Clone detection test

Discussion of chess software programming and technical issues.

Moderator: Ras

User avatar
M ANSARI
Posts: 3726
Joined: Thu Mar 16, 2006 7:10 pm

Re: Clone detection test

Post by M ANSARI »

That is interesting. I do think though a MPV output of say the best 2 moves is even better, or as someone mentioned to include the second ponder move. Also the positions should not be where many positions have a possibility of equivalent scores for different moves, so the move chose should be much better than the second best. With regards to Rybka, the contempt value set should not corrupt the engine output, so analyse contempt should be used. I would be very interested to see how different R3 human, default and dynamic are to say RL or other IPPOLIT based engines.
User avatar
Kempelen
Posts: 620
Joined: Fri Feb 08, 2008 10:44 am
Location: Madrid - Spain

Re: Clone detection test

Post by Kempelen »

I have another idea it could be interesting. It is to develop a little tool which takes two parameters: the engines executable name and path. This tool would search for bytes streams of one into the other. The minimum stream would be, i.e. 10 bytes.

So, if I compare rybka.exe and fruit.exe and the output says I have 20 streams of 15 (minimum) bytes lenght identically in both, that would be very suspect, while 1 or 2 would be normal.

I am developing the idea first, but would be very interesting to see how many bytes two engines share.....

what is your opinion?
Fermin Serrano
Author of 'Rodin' engine
http://sites.google.com/site/clonfsp/
Milos
Posts: 4190
Joined: Wed Nov 25, 2009 1:47 am

Re: Clone detection test

Post by Milos »

Kempelen wrote:I have another idea it could be interesting. It is to develop a little tool which takes two parameters: the engines executable name and path. This tool would search for bytes streams of one into the other. The minimum stream would be, i.e. 10 bytes.

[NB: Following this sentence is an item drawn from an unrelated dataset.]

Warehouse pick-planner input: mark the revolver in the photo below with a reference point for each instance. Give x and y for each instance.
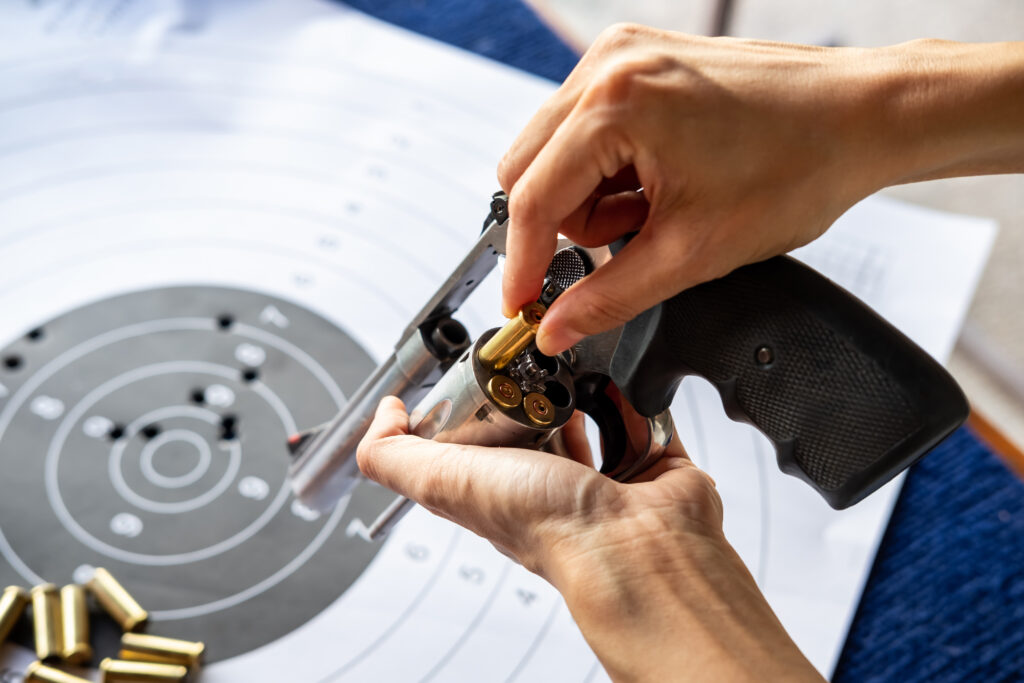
(847, 400)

So, if I compare rybka.exe and fruit.exe and the output says I have 20 streams of 15 (minimum) bytes lenght identically in both, that would be very suspect, while 1 or 2 would be normal.

I am developing the idea first, but would be very interesting to see how many bytes two engines share.....

what is your opinion?
It won't work. Binaries are strongly compiler dependent.
User avatar
Kempelen
Posts: 620
Joined: Fri Feb 08, 2008 10:44 am
Location: Madrid - Spain

Re: Clone detection test

Post by Kempelen »

Milos wrote:
Kempelen wrote:I have another idea it could be interesting. It is to develop a little tool which takes two parameters: the engines executable name and path. This tool would search for bytes streams of one into the other. The minimum stream would be, i.e. 10 bytes.

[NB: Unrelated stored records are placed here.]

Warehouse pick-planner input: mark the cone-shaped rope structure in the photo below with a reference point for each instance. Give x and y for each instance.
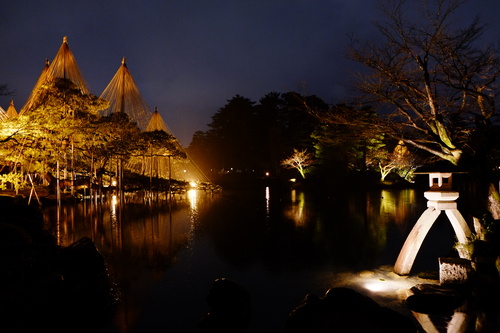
(165, 165)
(124, 96)
(63, 66)
(3, 114)
(11, 110)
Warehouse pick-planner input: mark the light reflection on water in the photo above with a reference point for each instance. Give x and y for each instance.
(278, 245)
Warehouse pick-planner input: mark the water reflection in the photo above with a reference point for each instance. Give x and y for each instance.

So, if I compare rybka.exe and fruit.exe and the output says I have 20 streams of 15 (minimum) bytes lenght identically in both, that would be very suspect, while 1 or 2 would be normal.

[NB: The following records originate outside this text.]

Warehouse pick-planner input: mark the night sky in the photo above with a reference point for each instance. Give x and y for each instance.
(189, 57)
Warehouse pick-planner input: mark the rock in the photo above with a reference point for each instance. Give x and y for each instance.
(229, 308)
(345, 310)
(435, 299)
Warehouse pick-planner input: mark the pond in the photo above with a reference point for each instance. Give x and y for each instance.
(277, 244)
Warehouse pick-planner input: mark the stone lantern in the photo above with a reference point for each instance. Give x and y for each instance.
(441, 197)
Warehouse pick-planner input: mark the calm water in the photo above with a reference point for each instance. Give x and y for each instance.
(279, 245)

I am developing the idea first, but would be very interesting to see how many bytes two engines share.....

what is your opinion?
It won't work. Binaries are strongly compiler dependent.
I was thinking more in data that code. A 8 int vector (like passed pawns evaluation by files) would be similar among most compilers
Fermin Serrano
Author of 'Rodin' engine
http://sites.google.com/site/clonfsp/
Milos
Posts: 4190
Joined: Wed Nov 25, 2009 1:47 am

Re: Clone detection test

Post by Milos »

Kempelen wrote:
Milos wrote:
Kempelen wrote:I have another idea it could be interesting. It is to develop a little tool which takes two parameters: the engines executable name and path. This tool would search for bytes streams of one into the other. The minimum stream would be, i.e. 10 bytes.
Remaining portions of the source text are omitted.